Similarity Search (Spatial Statistics)
Summary
Identifies which candidate features are most similar or most dissimilar to one or more input features based on feature attributes.
Illustration
Usage
-
You will provide a layer containing the Input Features To Match and a second layer containing the Candidate Features from which matches will be obtained. Often your Input Features To Match and your Candidate Features will be in the same feature layer. While one option is to create two separate datasets, you don't have to do this. It is much easier to create layers with two different selection sets instead. Suppose you have a file with all crime incidents that have occurred over the past month. If you want to find all of the crimes that are most similar to the latest carjacking, you could
- Using standard ArcMap selection tools or geoprocessing tools, select the record for the latest carjacking from the layer with all crime incidents.
- Right-click the layer with the selection and click Selection > Create Layer From Selected Features. Use this new layer for the Input Features To Match parameter.
- Switch the selection on the layer with all crime incidents. Use this layer for the Candidate Features parameter. Caution:
A common mistake when all inputs come from a single dataset is to forget to switch the selection so the Input Features To Match have exactly the same features as the Candidate Features. It is very unlikely this is what you want. The most typical scenario is to have a single Input Features To Match and many Candidate Features.
If there is more than one Input Features To Match, matching is based on averaged Attributes of Interest values. So, for example, if there are two Input Features To Match and one of the Attributes of Interest is a population variable, the tool will look for Candidate Features with populations that are most like the average population values. If the population values are 100 and 102, for example, the tool will look for candidates with populations near 101.
Note:When you have more than one Input Features To Match, you will want to select Attributes of Interest with similar values. If, for example, the population value for one of the inputs is 100 and the other input is 100,000, the tool will look for matches with populations near the average of those two values: 50,050. Notice that this averaged value is nothing like the population for either of the Input Features To Match.
Output Features will always contain points unless the Input Features To Match and the Candidate Features are both polygons or both polylines. Creating polygon or polyline Output Features can slow performance for large datasets, so you can check the Collapse Output To Points to force point geometries for improved performance.
With the Most Or Least Similar parameter, you can search for features that are either MOST_SIMILAR or LEAST_SIMILAR to the Input Features To Match. In some cases you will want to see both ends of the spectrum. If you enter 3 for the Number of Results parameter and BOTH for the Most Or Least Similar parameter, for example, the tool will return the three most similar and the three least similar candidate features.
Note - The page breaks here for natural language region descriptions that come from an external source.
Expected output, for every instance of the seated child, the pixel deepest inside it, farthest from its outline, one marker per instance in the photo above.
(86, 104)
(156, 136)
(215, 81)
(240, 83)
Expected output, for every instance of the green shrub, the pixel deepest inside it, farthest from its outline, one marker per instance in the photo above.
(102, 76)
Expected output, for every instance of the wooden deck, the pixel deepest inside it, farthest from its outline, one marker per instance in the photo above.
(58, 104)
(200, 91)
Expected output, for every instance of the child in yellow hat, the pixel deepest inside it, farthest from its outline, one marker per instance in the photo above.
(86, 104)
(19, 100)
Any given solution match in the Output Features will either be a solution that is most similar or least similar to the target Input Features To Match; a single solution cannot be both (and solution matches won't be duplicated in the Output Features). Consequently, when you select BOTH for the Most Or Least Similar parameter, the maximum number of resulting matches possible (Number of Results) will be half the number of Candidate Features. When you enter a Number of Results value that is too large, the tool will adjust it to the maximum possible.
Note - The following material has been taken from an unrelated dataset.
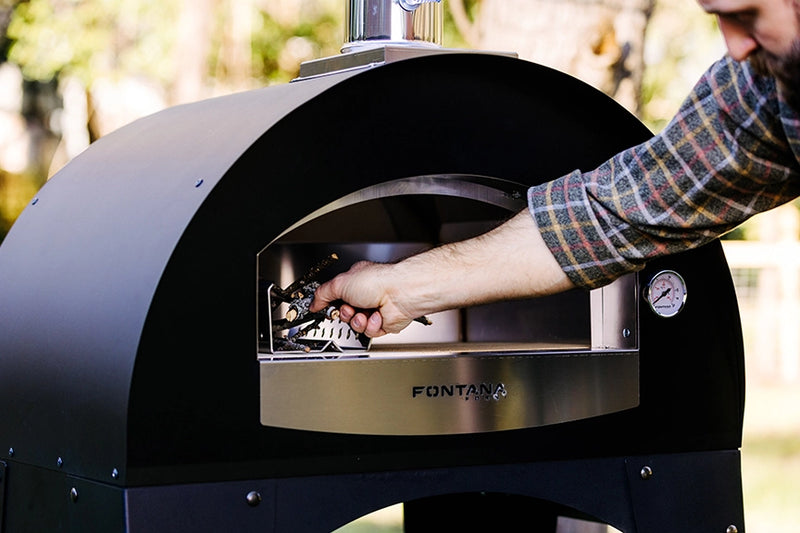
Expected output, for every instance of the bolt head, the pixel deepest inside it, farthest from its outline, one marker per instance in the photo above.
(253, 498)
Sometimes, in order to explore the spatial pattern of similarity, you will want to rank similarity for all of the Candidate Features. An easy way to indicate that you want all of the Candidate Features to be ranked is to enter zero for the Number of Results parameter. The tool will then determine the number of valid features in the candidates dataset and write all of them to the Output Features in rank order from most to least similar.
For the Match Method parameter you may select ATTRIBUTE_VALUES, RANKED_ATTRIBUTE_VALUES, or ATTRIBUTE_PROFILES.
- For ATTRIBUTE_VALUES the most similar candidates will have the smallest sum of squared differences for all of the Attributes of Interest; all values are standardized before differences are calculated.
- For RANKED_ATTRIBUTE_VALUES the most similar candidates will have the smallest sum of squared ranks for all of the Attributes of Interest. The Output Features reports these sums in the SIMINDEX (Sum of Squared Rank Differences) field.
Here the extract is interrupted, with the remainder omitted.